Many young woman who are kept love the luxurious lifestyle that they have. They oftentimes believe that they are more advantaged that their counterparts who are socioeconomically struggling and earning their own way in life. They believe if they want something, all they have to do to ask the man to get it for them.
However, there is no equal parity in such relationships. The man has ultimate power over her. He oftentimes view her as an underdeveloped person who does not possess the wherewithal to make decisions on her own. He has the ultimate power of give and take with her. In essence, what he has given to her, he can easily take away from her if certain conditions are not met.
The young woman has little or no power in such relationships. If she does have power, it is often a passive type of power. In other words, there is a strict demarcation of the roles of the sugar baby or kept woman and the man who is supporting her. Of course, the man is the overlord while she is.....well, not. She has to know how to behave around him if she is to get her desserts so to speak. If she does decide to be more assertive and/or independent, there is a very high and harsh price for this assertiveness and independence. So, in order to lead the comfortable life, she often have to stay in line.
Then there is the issue of aging. If the sugar baby or kept woman ages, the man may lose interest in her and look for a new version or he may simply tire of her, pure and simple. Oftentimes, the sugar baby or kept woman do not possess the skills to take care of herself or if she does decide to take care of herself, it would not be at the level she is accustomed to. To say that such a woman would be a dire situation would be the understatement of the millennium.
Many such women become as displaced as a housewife is when she is divorced. Many sugar babies and/or kept women, if they do not have any savings, end up poorly. So they have learn the life and survival skills that they should have learned when they were younger. For many displaced sugar babies and/or kept women, it is many times too little, too late.

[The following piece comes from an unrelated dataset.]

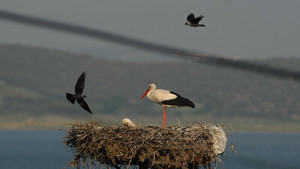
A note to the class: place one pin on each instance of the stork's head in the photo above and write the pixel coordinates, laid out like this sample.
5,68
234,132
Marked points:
150,88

In summation, it is far better for a young woman to be independent than to be a sugar baby and/or kept woman. An independent young woman develops the prerequiste life and survival skills to achieve what she wants out of life. She also has the wherewithal to withstand the negative as well as the positive aspect of life.
She also is empowered regarding her own persona. She does not have to depend upon anyone, particularly a man, to support her. Whatever she has is HERS and cannot be taken away from her.
In contrast, a young woman who depends upon a man to support and pay her way has to answer to him. There is no equal parity in the relationship as he has the money and hence, money is equal to power. Because of this power, he can easily dictate what she can and/or cannot do with impunity. If she doth protest, the man can state that she could pay HER OWN bills if she does not like the arrangement.
If the sugar baby or the kept woman gets older or if the man is tired of her and wants a new model, there is going to be QUITE a problem. Woe to the young woman who has no savings, she had to learn certain skills, often starting from the bottom up. She is back where she started. Oftentimes the easy life is one with a very high price. At least, the independent young woman will never encounter such for she has the skills to tide her over through thick and thin.